A SAM (Semana de Ação Mundial) é uma iniciativa realizada simultaneamente em mais de 100 países, desde 2003, com o objetivo de envolver a sociedade civil em ações de incidência política em prol do direito à educação. Lançada pela CGE (Campanha Global pela Educação), a Semana exerce pressão sobre os governos para que cumpram os acordos internacionais da área, anteriormente o Programa Educação para Todos (Unesco, 2000) e, agora, os compromissos do Marco Ação Educação 2030 (Unesco, 2015). No Brasil, a SAM é coordenada pela Campanha Nacional pelo Direito à Educação, em parceria com outros movimentos, organizações e redes.
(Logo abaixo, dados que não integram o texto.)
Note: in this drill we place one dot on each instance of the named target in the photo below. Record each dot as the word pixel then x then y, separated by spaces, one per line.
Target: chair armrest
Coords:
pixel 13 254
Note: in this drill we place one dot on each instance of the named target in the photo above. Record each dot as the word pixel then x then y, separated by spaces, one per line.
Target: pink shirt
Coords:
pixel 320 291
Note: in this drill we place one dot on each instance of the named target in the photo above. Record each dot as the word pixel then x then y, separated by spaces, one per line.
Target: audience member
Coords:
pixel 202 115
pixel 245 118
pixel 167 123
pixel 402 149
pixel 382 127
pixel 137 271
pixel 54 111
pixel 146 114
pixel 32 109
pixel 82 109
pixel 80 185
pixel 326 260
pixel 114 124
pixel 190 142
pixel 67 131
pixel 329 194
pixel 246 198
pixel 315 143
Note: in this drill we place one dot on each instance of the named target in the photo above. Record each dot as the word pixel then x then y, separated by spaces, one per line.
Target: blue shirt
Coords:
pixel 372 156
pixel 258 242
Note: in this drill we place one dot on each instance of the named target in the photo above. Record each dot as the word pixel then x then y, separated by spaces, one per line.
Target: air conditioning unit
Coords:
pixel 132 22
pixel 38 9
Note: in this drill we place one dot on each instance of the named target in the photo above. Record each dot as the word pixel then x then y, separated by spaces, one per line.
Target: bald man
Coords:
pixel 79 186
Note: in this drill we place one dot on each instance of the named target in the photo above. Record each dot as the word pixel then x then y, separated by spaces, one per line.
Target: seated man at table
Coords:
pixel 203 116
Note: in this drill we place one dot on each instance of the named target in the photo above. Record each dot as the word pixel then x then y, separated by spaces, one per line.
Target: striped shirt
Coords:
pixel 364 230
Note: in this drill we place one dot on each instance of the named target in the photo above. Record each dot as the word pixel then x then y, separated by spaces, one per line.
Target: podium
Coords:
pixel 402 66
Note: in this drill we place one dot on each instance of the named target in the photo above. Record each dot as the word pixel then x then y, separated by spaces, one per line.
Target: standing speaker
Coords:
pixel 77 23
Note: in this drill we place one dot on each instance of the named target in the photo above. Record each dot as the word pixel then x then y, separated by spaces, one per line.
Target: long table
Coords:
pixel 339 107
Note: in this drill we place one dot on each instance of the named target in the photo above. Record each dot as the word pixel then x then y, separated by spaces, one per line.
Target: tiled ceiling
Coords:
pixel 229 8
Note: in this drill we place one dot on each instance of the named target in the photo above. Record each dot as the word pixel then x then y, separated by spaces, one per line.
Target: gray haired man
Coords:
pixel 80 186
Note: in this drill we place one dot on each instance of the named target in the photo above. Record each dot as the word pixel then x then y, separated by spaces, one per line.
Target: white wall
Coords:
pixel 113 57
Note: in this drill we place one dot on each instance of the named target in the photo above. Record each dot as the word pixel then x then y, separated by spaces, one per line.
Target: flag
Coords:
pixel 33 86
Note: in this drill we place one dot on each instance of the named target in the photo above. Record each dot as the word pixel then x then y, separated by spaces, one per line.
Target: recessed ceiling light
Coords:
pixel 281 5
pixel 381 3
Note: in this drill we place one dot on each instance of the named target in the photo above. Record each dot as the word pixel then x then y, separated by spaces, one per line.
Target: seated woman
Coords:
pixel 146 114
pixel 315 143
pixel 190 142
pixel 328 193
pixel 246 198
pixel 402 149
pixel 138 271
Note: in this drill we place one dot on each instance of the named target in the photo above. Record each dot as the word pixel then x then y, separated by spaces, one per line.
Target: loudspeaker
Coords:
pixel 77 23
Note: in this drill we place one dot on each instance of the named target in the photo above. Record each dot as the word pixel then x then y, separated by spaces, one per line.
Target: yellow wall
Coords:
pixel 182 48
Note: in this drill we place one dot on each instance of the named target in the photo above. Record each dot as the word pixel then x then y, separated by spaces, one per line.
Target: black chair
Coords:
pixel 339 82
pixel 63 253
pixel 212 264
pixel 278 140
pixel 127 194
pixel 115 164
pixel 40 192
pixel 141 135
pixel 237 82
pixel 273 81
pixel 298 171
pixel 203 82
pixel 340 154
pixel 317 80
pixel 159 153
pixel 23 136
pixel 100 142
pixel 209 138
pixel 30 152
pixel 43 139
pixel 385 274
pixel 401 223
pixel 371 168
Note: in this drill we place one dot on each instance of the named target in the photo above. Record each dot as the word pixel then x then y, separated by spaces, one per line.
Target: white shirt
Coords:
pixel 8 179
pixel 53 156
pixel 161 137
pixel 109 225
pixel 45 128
No ano de 2016, o tema internacional da Semana será o financiamento da educação. No Brasil, a SAM acontecerá entre os dias 30 de maio e 03 de junho – lembrando que em 25 de junho de 2014 foi sancionado o Plano Nacional de Educação que tem vigência até 2024 (Lei 13.005/2014). Assim, a SAM brasileira será contextualizada com discussões sobre o monitoramento do segundo ano de implementação do PNE.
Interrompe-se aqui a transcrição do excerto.